JM: That’s really something. You know, I don’t always understand how to compartmentalize these things you tell me about, but this interview, much like your stories, has me experiencing a certain mystery, even though these experiences resist explanation. When I read your stories, I feel the pulse of your characters and I believe in them, no matter how unreasonable their demands and desires, I get all out of breath just trying to keep up. Have you always written in this manner?
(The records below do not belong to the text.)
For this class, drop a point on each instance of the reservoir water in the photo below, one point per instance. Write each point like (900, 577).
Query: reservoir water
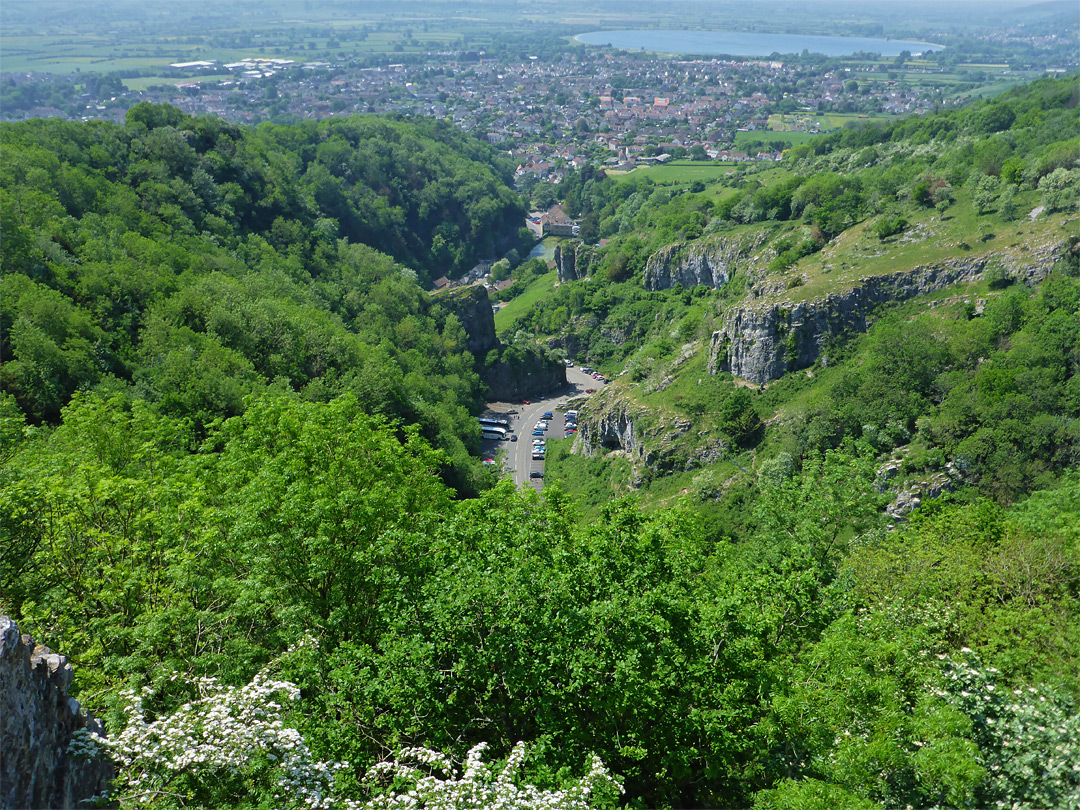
(737, 43)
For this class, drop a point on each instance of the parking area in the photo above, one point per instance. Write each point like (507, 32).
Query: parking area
(518, 457)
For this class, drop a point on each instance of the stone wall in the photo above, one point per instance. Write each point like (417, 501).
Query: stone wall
(37, 721)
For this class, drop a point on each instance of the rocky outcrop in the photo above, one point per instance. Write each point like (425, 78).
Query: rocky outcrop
(909, 496)
(651, 440)
(761, 342)
(709, 261)
(514, 376)
(574, 260)
(473, 308)
(37, 721)
(518, 370)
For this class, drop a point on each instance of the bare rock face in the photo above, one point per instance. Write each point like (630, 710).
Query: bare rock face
(763, 341)
(651, 440)
(473, 308)
(572, 260)
(710, 261)
(37, 721)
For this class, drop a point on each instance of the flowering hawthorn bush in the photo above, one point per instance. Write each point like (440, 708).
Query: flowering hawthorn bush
(240, 732)
(1028, 739)
(480, 786)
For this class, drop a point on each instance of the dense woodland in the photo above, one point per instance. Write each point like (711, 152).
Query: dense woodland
(232, 419)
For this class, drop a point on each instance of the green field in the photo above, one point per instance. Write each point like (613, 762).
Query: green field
(792, 138)
(505, 319)
(680, 172)
(149, 81)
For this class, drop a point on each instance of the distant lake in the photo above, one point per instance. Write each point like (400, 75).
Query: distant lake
(736, 43)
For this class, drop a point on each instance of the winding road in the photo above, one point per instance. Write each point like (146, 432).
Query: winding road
(517, 457)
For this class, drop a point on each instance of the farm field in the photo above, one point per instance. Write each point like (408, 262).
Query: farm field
(508, 314)
(679, 172)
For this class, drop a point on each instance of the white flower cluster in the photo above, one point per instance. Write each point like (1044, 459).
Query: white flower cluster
(478, 787)
(1028, 739)
(227, 729)
(219, 731)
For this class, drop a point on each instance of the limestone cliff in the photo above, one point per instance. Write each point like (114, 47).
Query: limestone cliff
(37, 723)
(473, 308)
(650, 439)
(710, 261)
(763, 340)
(574, 260)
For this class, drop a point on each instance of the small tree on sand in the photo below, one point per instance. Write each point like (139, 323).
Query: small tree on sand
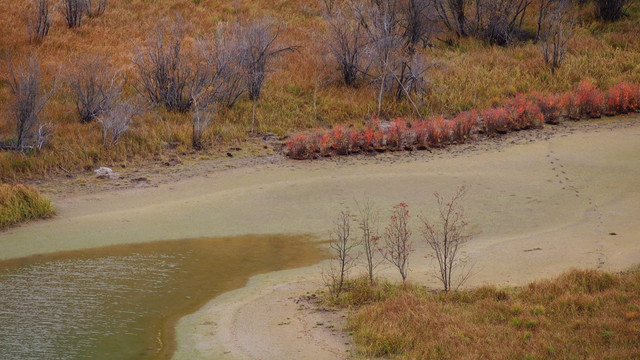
(368, 224)
(446, 237)
(397, 240)
(342, 247)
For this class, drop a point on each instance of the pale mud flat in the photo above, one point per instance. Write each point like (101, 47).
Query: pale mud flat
(570, 199)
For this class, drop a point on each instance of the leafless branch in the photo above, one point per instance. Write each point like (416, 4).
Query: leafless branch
(343, 259)
(73, 11)
(95, 86)
(397, 240)
(39, 20)
(446, 237)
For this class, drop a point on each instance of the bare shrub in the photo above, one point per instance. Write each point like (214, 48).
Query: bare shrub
(368, 224)
(94, 85)
(201, 116)
(611, 10)
(453, 14)
(342, 247)
(382, 24)
(43, 135)
(555, 37)
(545, 9)
(223, 74)
(115, 122)
(259, 50)
(29, 101)
(73, 11)
(397, 240)
(347, 43)
(166, 78)
(419, 22)
(446, 237)
(39, 20)
(95, 8)
(500, 21)
(412, 77)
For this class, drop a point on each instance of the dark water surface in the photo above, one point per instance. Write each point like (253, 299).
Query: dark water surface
(122, 302)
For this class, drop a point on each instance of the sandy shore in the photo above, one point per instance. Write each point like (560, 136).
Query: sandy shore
(539, 202)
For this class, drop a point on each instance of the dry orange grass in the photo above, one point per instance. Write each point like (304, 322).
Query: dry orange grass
(304, 93)
(580, 315)
(19, 203)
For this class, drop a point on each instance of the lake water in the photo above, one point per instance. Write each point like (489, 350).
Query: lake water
(122, 302)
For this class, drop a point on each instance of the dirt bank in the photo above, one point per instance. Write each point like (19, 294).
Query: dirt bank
(540, 202)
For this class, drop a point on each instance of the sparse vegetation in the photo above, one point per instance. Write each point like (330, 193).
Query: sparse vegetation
(20, 203)
(343, 258)
(397, 240)
(522, 112)
(470, 74)
(446, 237)
(95, 87)
(581, 314)
(73, 11)
(28, 102)
(39, 20)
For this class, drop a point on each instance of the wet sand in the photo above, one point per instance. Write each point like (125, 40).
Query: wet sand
(540, 203)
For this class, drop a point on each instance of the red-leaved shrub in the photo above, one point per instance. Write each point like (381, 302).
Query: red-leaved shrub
(340, 139)
(495, 120)
(301, 146)
(623, 98)
(462, 125)
(398, 134)
(585, 102)
(437, 132)
(524, 114)
(551, 107)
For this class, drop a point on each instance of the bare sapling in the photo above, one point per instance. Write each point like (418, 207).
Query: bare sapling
(453, 14)
(342, 247)
(116, 122)
(201, 115)
(28, 103)
(545, 8)
(368, 223)
(259, 50)
(223, 76)
(95, 86)
(165, 76)
(446, 237)
(347, 42)
(420, 23)
(397, 240)
(556, 32)
(95, 8)
(73, 11)
(382, 25)
(39, 20)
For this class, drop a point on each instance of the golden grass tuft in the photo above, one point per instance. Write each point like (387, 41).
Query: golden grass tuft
(471, 74)
(20, 203)
(583, 314)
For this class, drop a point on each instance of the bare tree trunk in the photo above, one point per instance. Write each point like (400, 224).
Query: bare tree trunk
(253, 118)
(446, 237)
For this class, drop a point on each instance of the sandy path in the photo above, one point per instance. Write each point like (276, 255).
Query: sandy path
(538, 208)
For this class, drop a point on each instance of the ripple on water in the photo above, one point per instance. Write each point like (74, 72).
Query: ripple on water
(118, 302)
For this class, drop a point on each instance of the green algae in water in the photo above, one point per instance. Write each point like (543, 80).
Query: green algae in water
(122, 302)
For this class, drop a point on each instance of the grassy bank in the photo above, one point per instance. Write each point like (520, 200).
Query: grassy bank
(20, 203)
(304, 92)
(583, 314)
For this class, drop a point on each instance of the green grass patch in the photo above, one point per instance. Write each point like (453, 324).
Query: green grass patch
(580, 315)
(20, 203)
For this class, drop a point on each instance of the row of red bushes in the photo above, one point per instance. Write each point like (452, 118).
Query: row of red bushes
(520, 113)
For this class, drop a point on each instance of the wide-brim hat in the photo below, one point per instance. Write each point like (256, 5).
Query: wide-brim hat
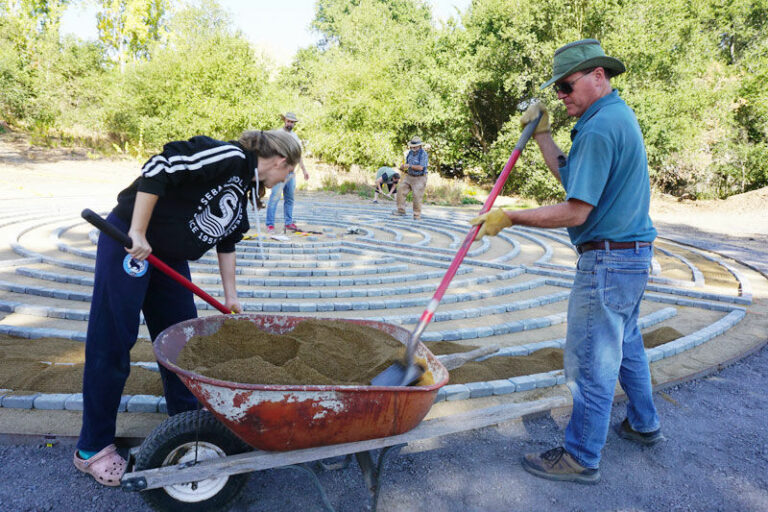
(580, 55)
(415, 142)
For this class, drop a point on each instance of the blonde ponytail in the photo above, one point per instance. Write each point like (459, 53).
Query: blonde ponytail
(272, 143)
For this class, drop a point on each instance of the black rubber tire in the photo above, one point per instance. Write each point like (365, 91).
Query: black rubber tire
(177, 431)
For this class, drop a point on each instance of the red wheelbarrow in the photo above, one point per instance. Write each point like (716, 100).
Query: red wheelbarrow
(239, 417)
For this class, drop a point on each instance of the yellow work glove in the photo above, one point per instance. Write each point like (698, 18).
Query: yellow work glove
(492, 222)
(532, 113)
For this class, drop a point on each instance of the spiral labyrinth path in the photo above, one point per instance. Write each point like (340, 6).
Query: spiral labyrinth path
(511, 290)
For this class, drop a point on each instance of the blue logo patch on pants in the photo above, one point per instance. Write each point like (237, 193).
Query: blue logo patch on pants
(134, 268)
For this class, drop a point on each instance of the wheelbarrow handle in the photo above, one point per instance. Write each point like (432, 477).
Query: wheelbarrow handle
(105, 227)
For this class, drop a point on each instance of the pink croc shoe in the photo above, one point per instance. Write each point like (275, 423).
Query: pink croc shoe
(107, 466)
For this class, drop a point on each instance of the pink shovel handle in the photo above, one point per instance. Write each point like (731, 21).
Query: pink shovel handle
(426, 316)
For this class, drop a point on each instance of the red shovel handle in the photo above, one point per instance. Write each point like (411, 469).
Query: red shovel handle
(426, 316)
(105, 227)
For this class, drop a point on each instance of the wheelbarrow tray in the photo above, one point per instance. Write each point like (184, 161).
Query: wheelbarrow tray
(291, 417)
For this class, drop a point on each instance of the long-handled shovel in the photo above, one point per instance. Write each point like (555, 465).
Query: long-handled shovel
(119, 236)
(406, 372)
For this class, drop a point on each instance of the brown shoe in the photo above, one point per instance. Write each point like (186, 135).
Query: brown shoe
(558, 464)
(626, 431)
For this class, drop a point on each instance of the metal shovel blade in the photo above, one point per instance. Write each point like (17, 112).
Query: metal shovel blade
(399, 374)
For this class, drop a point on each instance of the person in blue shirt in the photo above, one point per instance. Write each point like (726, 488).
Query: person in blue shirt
(605, 177)
(415, 168)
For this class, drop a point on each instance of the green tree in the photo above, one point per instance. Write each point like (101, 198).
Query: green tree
(127, 27)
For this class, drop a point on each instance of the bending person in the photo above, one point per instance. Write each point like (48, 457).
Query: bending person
(287, 189)
(188, 199)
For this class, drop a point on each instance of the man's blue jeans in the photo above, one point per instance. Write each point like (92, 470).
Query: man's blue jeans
(287, 189)
(603, 343)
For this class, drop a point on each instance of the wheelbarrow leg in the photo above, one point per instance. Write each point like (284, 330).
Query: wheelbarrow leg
(373, 472)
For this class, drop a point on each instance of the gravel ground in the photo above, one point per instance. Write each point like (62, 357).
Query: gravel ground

LG: They refused to be compartmentalized. That’s what made them nuts. They couldn’t be compartmentalized and stashed away. They are still ringing and feeling. I don’t know I’m just trying to do my best to get to the truth of myself—that’s what I’m trying to do—but I mean trying to the point of maybe harming myself not drastically but gradually. I’m confessing! I have found that I want to get to the immediate and the urgent feelings, and I can swear to you the book is so much cleaner than this interview. This interview would take the eight or nine years the book took to tell it all without becoming so thick. This interview is too thick. The book lets you let the top down. Lets you cruise and laugh. Brings in the good clean sea air.

I keep thinking of how many different selves I could show in an email interview, in how I answer one single aspect of just one of these questions. I just don’t want to intellectualize. I don’t want to promote but then I do. This is what is wrong with our generation. I don’t want to be a lousy cheat phony. I just want to tell you that there is this heart inside me that’s going to burst and while it’s thrumming I have this self and this love that it is singing and this oddness of current over these brainsongs and I, we, have worked like a madman to get that first and foremost over the past eight or nine years on this book and I have gotten it to sing, so the headache of the self and the broken parts of the lens don’t show and can’t be felt anymore and the book just gives and gives and gives. It just loves to ride. It’s just giving all it has all night and day. And then it’s GONE. And it recedes. And the sins are forgiven. Because they are little shit sins anyhow. I didn’t kill anyone but the guilt is like I did. And the world goes on. And it is just you not me and a part of the world you don’t forget, I hope, saying I love you, I love you, like Holden says I love you, like Daisy says I love you, like every author says I love you I love you I love you. Forget everything of me. Go find the next love affair.